The circulatory system of Anodonta is relatively simple, for the posterior aorta only supplies blood to the posterior adductor muscle and the mantle. The backflow of blood through the posterior aorta during contractions of the adductor muscle or mantle is unlikely to be large and, since the posterior aortic valve is morphologically suitable for stopping blood flow in either direction, it could also serve to channel all available blood into the anterior aorta during burrowing and therefore increase the blood supply to the foot. In the siphonate bivalves the form of the circulatory system is more complex, with an additional and important blood system through the siphons. Bivalves of the families Veneridae, Petricolidae, Tridacnidae and Mac-tridae often possess a highly developed posterior aortic bulb contained within the pericardial cavity (Pelseneer, 1906). Blood is presumably forced back into this bulb when the siphons retract, and this must seriously affect the volume-compensating mechanism and prevent or reduce the movement of blood through the heart. It would therefore be of great interest to make a comparative investigation into the effects of body movements on blood circulation in these bivalves.

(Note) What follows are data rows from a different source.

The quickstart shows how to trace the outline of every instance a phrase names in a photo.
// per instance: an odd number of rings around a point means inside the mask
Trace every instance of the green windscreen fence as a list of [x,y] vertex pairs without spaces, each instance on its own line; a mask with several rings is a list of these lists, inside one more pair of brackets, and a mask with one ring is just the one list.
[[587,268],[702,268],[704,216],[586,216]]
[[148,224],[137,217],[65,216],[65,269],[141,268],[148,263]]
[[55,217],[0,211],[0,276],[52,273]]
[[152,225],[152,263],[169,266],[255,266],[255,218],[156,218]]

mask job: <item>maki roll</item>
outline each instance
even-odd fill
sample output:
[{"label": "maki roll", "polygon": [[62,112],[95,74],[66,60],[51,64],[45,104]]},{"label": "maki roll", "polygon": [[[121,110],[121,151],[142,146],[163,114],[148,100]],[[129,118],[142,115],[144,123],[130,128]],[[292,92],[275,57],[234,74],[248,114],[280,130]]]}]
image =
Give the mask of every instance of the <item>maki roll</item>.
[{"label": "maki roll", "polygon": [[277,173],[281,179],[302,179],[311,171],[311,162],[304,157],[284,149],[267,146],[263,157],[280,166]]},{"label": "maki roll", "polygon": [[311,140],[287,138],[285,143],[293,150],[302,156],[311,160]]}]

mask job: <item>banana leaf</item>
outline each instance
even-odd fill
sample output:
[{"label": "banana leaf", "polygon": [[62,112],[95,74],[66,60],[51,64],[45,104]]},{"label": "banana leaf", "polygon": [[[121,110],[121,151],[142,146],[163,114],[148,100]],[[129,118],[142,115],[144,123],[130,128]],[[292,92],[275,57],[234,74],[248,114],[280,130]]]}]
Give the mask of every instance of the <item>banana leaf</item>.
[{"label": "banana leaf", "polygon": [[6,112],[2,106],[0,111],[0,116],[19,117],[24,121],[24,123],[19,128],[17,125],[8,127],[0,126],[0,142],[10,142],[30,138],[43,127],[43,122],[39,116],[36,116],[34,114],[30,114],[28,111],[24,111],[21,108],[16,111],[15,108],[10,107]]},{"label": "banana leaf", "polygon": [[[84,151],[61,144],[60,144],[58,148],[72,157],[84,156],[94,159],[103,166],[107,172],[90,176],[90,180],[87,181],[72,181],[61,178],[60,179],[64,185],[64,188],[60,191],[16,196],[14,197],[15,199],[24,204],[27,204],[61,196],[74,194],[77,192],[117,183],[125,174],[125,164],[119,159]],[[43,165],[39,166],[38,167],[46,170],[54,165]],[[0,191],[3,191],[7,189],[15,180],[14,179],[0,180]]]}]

This work was started in the Department of Zoology, University of Hull during the tenure of an S.R.C. research studentship, and completed at the Marine Biological Station, Port Erin; I am most grateful to Professor P. G. ‘Espinasse and Mr J. S. Colman for the provision of facilities at Hull and Port Erin respectively. It is a pleasure to acknowledge the enthusiastic support and valuable advice of Professor E. R. Trueman.